I really think it was from a crappy install. I think the shop put their rookie installer on it. You could try and see how it sounds and replace it if you don't like it. I tended to crank my music back then so the noise wasn't terrible. I think it was mostly alternator noise.


----------



## Oldrockerwithason (Jun 12, 2021)

Patriot83 said:


> I really think it was from a crappy install. I think the shop put their rookie installer on it. You could try and see how it sounds and replace it if you don't like it. I tended to crank my music back then so the noise wasn't terrible. I think it was mostly alternator noise.


Ground loop maybe? They seemed pretty clean with a XM input and and a bench supply. I'd sure like a wiring diagram!


----------



## Patriot83 (May 10, 2017)

Oldrockerwithason said:


> Ground loop maybe? They seemed pretty clean with a XM input and and a bench supply. I'd sure like a wiring diagram!
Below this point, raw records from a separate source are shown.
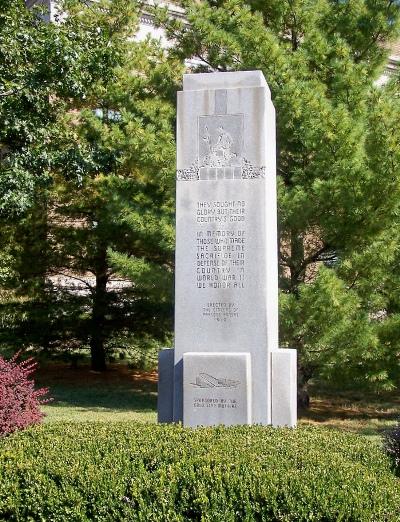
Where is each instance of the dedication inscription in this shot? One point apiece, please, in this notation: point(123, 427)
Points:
point(213, 398)
point(226, 365)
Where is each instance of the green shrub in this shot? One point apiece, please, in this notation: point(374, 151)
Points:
point(123, 472)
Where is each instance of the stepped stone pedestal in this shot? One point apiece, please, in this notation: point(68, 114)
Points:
point(226, 365)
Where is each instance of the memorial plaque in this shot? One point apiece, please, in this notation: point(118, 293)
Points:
point(226, 244)
point(226, 266)
point(217, 389)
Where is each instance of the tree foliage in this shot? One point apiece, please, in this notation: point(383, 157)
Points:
point(108, 208)
point(338, 168)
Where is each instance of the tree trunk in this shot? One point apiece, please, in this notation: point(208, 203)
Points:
point(97, 338)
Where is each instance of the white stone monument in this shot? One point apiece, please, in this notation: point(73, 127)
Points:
point(227, 368)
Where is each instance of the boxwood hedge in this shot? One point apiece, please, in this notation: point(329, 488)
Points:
point(85, 472)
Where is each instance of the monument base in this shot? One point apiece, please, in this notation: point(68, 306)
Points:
point(217, 388)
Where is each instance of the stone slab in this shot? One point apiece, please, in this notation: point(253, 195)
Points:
point(226, 290)
point(165, 385)
point(284, 387)
point(216, 389)
point(223, 80)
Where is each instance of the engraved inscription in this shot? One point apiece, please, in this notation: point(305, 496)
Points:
point(220, 253)
point(220, 140)
point(221, 311)
point(214, 403)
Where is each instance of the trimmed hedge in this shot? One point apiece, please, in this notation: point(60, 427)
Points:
point(125, 471)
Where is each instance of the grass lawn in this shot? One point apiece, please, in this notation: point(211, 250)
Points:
point(124, 394)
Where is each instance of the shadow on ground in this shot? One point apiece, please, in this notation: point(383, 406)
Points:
point(118, 389)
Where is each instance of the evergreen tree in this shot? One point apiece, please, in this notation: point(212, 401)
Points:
point(338, 167)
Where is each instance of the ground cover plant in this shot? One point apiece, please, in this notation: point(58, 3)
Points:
point(123, 394)
point(128, 471)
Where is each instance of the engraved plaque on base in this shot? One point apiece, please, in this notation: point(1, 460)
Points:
point(217, 389)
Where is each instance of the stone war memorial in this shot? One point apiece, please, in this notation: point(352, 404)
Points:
point(226, 367)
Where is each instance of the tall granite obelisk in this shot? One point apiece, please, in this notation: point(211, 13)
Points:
point(226, 293)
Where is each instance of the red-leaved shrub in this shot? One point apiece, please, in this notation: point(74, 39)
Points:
point(19, 401)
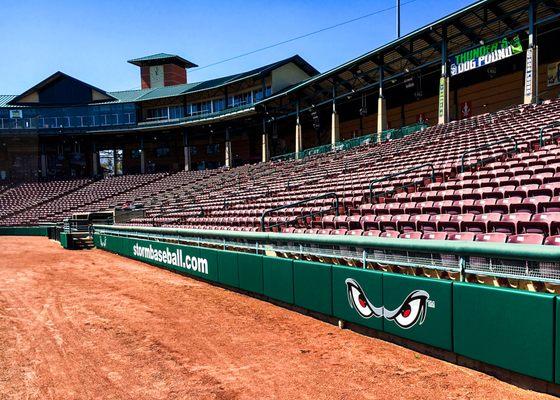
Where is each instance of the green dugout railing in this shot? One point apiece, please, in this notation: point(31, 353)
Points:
point(508, 328)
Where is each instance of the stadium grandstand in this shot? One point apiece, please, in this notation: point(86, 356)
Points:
point(468, 99)
point(428, 169)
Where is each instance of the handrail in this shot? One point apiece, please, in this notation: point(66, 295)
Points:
point(487, 146)
point(194, 207)
point(483, 249)
point(391, 176)
point(553, 124)
point(298, 203)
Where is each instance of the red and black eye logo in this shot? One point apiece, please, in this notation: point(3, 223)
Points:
point(359, 301)
point(412, 311)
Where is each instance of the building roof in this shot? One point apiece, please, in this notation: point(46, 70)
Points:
point(162, 58)
point(466, 28)
point(5, 99)
point(53, 78)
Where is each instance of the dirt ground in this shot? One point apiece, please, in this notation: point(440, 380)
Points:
point(92, 325)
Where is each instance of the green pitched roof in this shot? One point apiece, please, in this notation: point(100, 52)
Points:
point(159, 58)
point(5, 99)
point(187, 88)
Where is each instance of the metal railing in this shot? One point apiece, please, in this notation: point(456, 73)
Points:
point(458, 258)
point(354, 142)
point(391, 176)
point(79, 121)
point(297, 204)
point(554, 124)
point(488, 146)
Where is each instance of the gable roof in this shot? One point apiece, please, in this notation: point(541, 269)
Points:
point(53, 78)
point(162, 58)
point(189, 88)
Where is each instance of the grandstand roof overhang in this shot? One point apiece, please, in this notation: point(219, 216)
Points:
point(212, 84)
point(479, 23)
point(162, 58)
point(69, 91)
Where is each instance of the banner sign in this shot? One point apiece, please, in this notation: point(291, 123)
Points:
point(442, 99)
point(529, 77)
point(16, 114)
point(485, 55)
point(553, 74)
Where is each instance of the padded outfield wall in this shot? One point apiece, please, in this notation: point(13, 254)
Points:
point(512, 329)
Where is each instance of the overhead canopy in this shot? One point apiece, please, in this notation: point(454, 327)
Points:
point(479, 23)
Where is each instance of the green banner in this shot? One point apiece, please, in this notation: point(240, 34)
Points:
point(485, 55)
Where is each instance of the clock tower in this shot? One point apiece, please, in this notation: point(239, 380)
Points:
point(159, 70)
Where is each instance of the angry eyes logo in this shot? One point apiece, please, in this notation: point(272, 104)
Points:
point(412, 310)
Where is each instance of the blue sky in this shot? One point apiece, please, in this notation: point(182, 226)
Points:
point(92, 40)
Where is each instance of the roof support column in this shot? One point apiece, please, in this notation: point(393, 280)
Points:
point(335, 125)
point(381, 104)
point(142, 156)
point(530, 93)
point(186, 150)
point(443, 101)
point(94, 161)
point(228, 150)
point(43, 161)
point(265, 148)
point(298, 133)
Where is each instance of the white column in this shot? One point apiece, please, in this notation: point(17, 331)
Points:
point(265, 149)
point(298, 139)
point(187, 151)
point(228, 150)
point(44, 165)
point(443, 102)
point(228, 154)
point(95, 163)
point(335, 126)
point(381, 116)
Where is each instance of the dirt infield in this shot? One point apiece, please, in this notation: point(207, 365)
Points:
point(92, 325)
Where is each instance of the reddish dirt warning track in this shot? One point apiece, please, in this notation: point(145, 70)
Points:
point(92, 325)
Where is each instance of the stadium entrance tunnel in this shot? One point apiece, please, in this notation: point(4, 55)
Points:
point(379, 284)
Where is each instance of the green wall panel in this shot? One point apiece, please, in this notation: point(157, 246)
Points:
point(371, 282)
point(250, 272)
point(278, 279)
point(557, 342)
point(212, 257)
point(228, 271)
point(419, 309)
point(313, 286)
point(509, 328)
point(23, 231)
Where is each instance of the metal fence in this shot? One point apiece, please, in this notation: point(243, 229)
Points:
point(453, 259)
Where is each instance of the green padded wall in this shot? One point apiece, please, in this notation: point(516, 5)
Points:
point(228, 271)
point(250, 272)
point(436, 328)
point(278, 279)
point(23, 231)
point(313, 286)
point(372, 284)
point(509, 328)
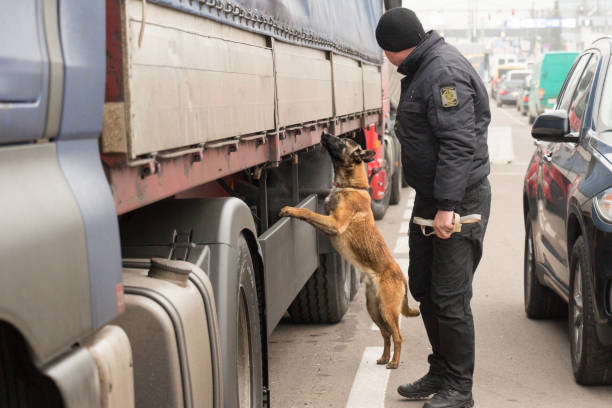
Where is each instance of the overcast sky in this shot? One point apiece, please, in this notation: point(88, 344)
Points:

Probably. Give it a try and see how it sounds now. You got me cranking Beyond the Realms of Death now.


----------



## SQ_Bronco (Jul 31, 2005)

I think they are basically dialed-down M series or AM series amps, predecessors to the art series.

The M/AM were some of my favorite amps, but they are undercapped and require good grounds. And they can’t compare with modem class D for sub power.


----------



## Oldrockerwithason (Jun 12, 2021)

SQ_Bronco said:


> I think they are basically dialed-down M series or AM series amps, predecessors to the art series.
> 
> The M/AM were some of my favorite amps, but they are undercapped and require good grounds. And they can’t compare with modem class D for sub power.


Good info - that's what I'm looking for. Are they worth the effort to install them. Thanks for the feedback!


----------



## rmenergy (Feb 15, 2009)

Oldrockerwithason said:


> Folks,
> Way back in the early 90's I bought a couple of amps from Crutchfield. One was a 4x50 and the other was a 4x75. Used them and enjoyed them back then. Fast forward to now and my 16 YO son is into car audio. I dig through some boxes and uncover these forgotten jewels. Are they worth the effort or should I just move on from 90's technology? I did pull a cover and the boards do say Precision Power and they power on and work on my home stereo speakers. Sounds pretty good given they are 8 ohm. Any advice? Thoughts?
> 
> Thanks,
> ...


Heck yeah use them. Maybe give them a once over to check for any swollen caps or loose transistors first. Just make sure to not abuse them. I'd run them at 4ohms or higher and keep them on the front stage. An inexpensive Dayton, SB Acoustics or other 3-way front stage would be perfect. Put the 4x75 on an 8ohm mid/tweeter combo & bridge the 50x4 on a pair of 8ohm 6-7" midbass. Buy a class d for your/his sub.


----------



## Old'sCool (May 16, 2021)

If you don't use them in his car, use them in yours. These were some of the BEST amps Crutchfield ever marketed. 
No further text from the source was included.